I love this card.  It does have a high spell points cost, seven points to be exact, but that is because it is a BEAST of a card.  The text on the card says that the monster, with attack of 6 and defense of 4 (6/4), has both Trample and Rampage: 2. The trample effect means that any damage dealt to a monster that is over the target’s defense goes onto another target.  The Rampage: 2 effect gives a bonus of two to the attacking monster’s attack and defense scores, i.e. one blocking creature makes the Craw Giant an (8/6) and so on for each additional blocking monster. 
I immediately cast a spell called venom on my card thus ensuring that anything that blocked him died, as that is the purpose of the card.  After combat is resolved all blocking creatures that did not die from your monster’s attack still die.  This was to discourage my friends from attacking me before I got the third and final card into my hand and onto my monster.  This process to another few rounds of game play, but, finally I let out a loud “WOOT,” paid the spell cost and placed the third and final card on my monster: “Lure.”  Lure forced all creatures owned by a player to block my monster if I attacked that player. 
I quickly scanned the table for my target.  There he was, sitting to my left, one of my best friends, who was hiding behind a wall of his own monsters.  I put on my evil grin and in my best Emperor Palpatine voice said to my beefed up monster, “Wipe them out.  All of them.”

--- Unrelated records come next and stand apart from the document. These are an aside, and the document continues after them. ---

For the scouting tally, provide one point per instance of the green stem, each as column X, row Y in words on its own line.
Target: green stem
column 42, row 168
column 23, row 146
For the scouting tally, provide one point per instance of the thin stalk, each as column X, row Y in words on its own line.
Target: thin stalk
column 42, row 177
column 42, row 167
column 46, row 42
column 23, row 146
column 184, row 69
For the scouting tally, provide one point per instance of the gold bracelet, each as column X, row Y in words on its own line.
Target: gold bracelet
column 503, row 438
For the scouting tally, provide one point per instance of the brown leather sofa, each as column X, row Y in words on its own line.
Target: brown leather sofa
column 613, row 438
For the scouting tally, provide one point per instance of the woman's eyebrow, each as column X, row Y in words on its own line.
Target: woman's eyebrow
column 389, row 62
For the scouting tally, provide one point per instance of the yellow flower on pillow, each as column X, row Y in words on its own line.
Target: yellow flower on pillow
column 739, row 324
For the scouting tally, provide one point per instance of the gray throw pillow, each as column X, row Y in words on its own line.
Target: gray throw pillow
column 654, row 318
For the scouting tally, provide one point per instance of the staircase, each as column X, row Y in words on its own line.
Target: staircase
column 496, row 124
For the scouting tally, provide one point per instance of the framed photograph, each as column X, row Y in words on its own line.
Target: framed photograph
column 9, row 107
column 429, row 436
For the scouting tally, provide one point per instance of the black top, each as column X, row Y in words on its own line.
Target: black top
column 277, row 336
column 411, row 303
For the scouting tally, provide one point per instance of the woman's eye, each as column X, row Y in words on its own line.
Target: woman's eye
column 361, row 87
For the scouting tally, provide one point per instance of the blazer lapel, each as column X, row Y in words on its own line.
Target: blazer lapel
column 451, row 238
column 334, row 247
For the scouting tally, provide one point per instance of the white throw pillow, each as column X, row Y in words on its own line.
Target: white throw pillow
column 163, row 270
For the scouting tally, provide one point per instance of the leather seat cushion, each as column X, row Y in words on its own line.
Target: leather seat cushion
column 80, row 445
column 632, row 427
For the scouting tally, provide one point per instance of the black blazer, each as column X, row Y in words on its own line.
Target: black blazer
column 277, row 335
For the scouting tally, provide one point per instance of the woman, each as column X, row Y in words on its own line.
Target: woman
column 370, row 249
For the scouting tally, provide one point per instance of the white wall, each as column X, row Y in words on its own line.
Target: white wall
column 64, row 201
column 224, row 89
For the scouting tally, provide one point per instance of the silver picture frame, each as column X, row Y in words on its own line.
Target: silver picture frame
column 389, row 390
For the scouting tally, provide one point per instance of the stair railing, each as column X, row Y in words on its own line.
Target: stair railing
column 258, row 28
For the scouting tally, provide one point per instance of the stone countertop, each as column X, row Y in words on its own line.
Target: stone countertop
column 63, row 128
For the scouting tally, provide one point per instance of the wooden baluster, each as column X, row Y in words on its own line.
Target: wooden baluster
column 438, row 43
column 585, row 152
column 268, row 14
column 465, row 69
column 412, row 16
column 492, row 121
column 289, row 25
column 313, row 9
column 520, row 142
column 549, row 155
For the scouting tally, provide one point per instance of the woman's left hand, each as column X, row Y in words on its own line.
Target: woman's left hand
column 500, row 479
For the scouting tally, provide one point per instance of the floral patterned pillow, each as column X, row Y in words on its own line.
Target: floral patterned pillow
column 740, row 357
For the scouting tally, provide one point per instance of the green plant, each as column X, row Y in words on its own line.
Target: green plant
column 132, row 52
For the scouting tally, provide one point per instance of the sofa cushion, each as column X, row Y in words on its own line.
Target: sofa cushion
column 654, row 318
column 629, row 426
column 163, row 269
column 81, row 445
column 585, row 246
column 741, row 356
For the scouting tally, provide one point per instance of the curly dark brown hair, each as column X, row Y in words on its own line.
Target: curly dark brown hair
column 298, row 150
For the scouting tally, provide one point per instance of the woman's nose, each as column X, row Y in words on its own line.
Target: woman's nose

 With that I declared who I was attacking.  My friend groaned, he knew what was coming and he did not like it, at all.  All twelve of his monster cards were forced to block my one card.  When everything was finally tallied up my monster had gone from a nice (6/4) guy to a (30/28) god.  When compounded with the venom spell that killed anything that blocked him it was no contest.  The round was mine.  I had enough damage left to deal out when I was done with his blocking monsters that it removed him from the game.
My friends were impressed.  Hell, I was ecstatic.  I had built that deck of cards two years before and had played it countless times.  NEVER, in all those times had I managed to get all three cards out on the table, let alone in the combination that they were thrown into the deck for.  I was elated.  I was overjoyed.  I was a king.
It was at that moment another player asked if my turn was finished.  I said it was and he promptly cast a card that gave him control over my own monster with both effect cards still in place on it.  He then attacked me.
Needless to say, five minutes later my cards were put back in their box and I was outside smoking a cigarette reveling in my short lived triumph.  Yes, I lost the game, and horribly so, but I had finally managed to pull off a move that I had dreamed about for two years.

Now, fast forward a few years more and here I am.  I’m looking through these cards and remembering all the battles, all the games, the laughs, the jokes, and general good times.  Then, I remember how much the guy at the store told me they were worth now.  My heart sinks a little and my gut ties itself into a knot.  With one last look at the boxes that contain so much fun I pocket the cash and walk out the door.  You can never go home, but you can carry the memories with you for a lifetime.